Some days/months are harder to fill that gap than others- on the other side here's 2 stories:

1. My dh mentionned last night about an aquaintance who had split up with his wife. They had 3 kids - the 18 year old, and 2 younger kids,one of whom has downs and the other something like cerebral palsy!! Imagine coping with that too!!

2. I was in M&S  the other day waiting at the checkout when i noticed this woman holding a baby.At first i thought (as usual) "Lucky you"!! However on 2nd glance She looked really knackered and her dh stormed off on her when she seemed to be saying "No" just once too often to whatever he was suggesting!! So i suppose all is not rosy in parents gardens too!! (as i know with a teenager around).

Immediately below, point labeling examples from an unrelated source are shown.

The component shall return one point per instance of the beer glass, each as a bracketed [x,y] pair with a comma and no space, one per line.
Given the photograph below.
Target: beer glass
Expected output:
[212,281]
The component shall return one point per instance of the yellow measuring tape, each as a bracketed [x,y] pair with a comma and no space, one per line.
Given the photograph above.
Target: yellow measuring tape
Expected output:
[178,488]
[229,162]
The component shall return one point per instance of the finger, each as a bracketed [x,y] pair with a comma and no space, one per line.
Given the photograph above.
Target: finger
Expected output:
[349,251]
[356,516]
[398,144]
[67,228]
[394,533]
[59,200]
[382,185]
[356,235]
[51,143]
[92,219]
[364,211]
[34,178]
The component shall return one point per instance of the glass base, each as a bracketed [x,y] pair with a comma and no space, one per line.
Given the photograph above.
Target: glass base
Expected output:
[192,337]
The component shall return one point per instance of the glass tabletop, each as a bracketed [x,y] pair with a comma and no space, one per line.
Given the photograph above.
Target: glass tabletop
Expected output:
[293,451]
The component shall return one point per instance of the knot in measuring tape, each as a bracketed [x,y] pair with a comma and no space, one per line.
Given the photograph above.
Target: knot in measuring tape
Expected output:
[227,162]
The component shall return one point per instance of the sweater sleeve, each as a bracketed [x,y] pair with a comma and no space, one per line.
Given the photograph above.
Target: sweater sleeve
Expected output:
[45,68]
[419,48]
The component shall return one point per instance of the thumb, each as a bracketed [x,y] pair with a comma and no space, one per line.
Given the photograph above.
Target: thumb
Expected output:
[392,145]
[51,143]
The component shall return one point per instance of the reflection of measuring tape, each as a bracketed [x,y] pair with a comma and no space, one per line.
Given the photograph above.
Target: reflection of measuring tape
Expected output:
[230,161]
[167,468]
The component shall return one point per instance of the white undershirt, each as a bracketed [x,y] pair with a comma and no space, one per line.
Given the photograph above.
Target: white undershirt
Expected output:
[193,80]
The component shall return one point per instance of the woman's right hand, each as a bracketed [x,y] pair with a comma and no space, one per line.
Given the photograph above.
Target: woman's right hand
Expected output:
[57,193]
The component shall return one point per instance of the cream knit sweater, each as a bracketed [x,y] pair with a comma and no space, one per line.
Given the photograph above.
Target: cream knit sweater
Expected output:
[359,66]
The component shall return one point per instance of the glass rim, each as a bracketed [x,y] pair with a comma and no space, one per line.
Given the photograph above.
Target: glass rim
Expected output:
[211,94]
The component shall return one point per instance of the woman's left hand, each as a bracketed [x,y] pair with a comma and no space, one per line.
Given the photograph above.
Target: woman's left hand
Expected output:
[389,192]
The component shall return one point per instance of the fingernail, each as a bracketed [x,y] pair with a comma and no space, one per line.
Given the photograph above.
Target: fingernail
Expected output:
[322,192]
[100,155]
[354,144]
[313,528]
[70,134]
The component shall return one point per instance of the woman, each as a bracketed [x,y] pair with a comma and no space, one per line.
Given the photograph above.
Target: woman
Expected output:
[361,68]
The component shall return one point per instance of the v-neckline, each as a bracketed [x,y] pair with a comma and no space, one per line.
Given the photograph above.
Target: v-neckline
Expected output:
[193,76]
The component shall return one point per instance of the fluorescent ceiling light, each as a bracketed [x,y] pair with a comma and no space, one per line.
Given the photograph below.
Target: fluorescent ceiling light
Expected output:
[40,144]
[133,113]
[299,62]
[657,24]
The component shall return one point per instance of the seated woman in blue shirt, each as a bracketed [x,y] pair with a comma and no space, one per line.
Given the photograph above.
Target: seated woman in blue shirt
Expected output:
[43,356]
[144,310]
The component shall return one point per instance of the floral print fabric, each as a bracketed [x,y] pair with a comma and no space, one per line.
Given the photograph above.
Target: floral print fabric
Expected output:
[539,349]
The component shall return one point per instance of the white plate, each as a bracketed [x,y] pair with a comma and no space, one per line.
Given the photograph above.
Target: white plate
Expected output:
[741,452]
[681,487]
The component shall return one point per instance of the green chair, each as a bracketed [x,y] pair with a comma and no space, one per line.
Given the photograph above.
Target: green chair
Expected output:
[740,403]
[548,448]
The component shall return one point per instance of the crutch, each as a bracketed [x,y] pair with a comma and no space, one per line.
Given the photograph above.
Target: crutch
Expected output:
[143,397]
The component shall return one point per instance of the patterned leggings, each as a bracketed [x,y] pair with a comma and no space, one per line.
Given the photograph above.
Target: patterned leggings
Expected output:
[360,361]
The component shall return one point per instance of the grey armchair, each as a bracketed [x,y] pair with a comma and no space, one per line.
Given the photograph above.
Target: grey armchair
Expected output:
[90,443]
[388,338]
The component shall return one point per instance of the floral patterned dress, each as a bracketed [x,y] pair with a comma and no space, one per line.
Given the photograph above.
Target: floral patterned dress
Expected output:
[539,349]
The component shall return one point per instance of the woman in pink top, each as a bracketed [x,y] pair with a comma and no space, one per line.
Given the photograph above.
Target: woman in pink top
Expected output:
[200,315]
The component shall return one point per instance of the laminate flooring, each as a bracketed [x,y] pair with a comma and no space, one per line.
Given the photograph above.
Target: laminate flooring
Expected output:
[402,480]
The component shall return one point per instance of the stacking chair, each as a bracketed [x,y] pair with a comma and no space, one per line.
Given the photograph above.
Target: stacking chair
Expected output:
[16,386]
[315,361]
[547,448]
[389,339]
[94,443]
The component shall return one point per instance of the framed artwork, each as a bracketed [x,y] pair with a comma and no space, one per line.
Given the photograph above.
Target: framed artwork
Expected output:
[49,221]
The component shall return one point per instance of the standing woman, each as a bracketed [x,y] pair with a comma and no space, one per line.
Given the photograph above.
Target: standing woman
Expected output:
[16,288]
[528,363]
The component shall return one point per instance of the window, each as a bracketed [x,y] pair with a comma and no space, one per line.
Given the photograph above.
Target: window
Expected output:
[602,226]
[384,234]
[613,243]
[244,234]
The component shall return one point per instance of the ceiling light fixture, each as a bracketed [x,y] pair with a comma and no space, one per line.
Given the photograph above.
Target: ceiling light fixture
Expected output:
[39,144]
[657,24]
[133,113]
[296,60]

So i guess we just try and make ourselves feel better by enjoying the things we do like doing to the full interspersed with filling the gaps when we are really struggling.Anyone else got magic suggestions??


----------



## NixNoo (Aug 19, 2005)

Astrid – I know what you mean about your pet, I often wonder how I’ll be when our darling surrogate baby goes.  I know it’s not the same but it’s somehow the closest thing we have to babying something.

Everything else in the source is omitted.